= Shiga Yoshisato =

13th-century Japanese samurai lord

Shiga Yoshisato (志賀 能郷) was a Japanese samurai lord of the Kamakura period. He was the founder of the Shiga clan, a branch of the Ōtomo clan. He was also known as Buzen Hachirō.

== Life ==
Shiga Yoshisato was born as the eighth son of Ōtomo Yoshinao and Shinmyō. Yoshinao was a gokenin of shogun Minamoto no Yoritomo and the founder of the Ōtomo clan, and served as Governor of Buzen and Bungo Provinces, Defense Commissioner of the West and Lieutenant of the Left Division of Inner Palace Guards (Sakon no shōgen) under the Kamakura shogunate. Shimyō was the daughter of Hatakeyama Shigeyoshi, lord of Hatakeyama Manor.
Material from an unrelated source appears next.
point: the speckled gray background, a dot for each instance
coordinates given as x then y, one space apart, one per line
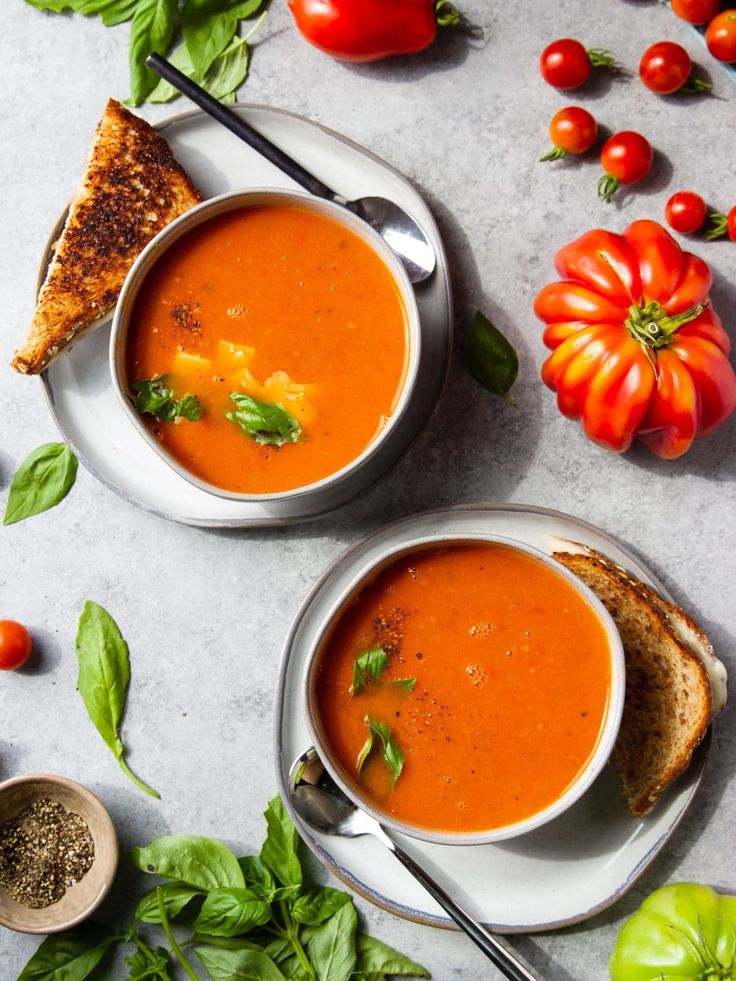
206 613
In 1223, his father Yoshinao died at the age of 51 and handed him over the position of governor (jitō), and the territory, of Kachigazuru, Buzen Province.

In 1240, Yoshisato founded the Shiga clan after Shimyō handed him over the position of jitō of Shiga, Ōno Manor, Bungo Province.

At the time of his Buddhist refuge, he received the Buddhist name Shinjyaku.

== Genealogy ==
After Shiga Yoshisato, the Shiga clan, along with the Ōtomo clan, returned to Bungo Province during the Mongol invasion in 1274, and both expanded their power in Kyushu. The Ōtomo clan became an influential Shugo Daimyo family in northern Kyushu, further becoming Sengoku Daimyo during the Sengoku period. At its zenith, the Ōtomo clan ruled Buzen, Bungo, Chikugo, Hizen, Higo, and Chikuzen Provinces, as well as half of Hyūga and Iyo Provinces.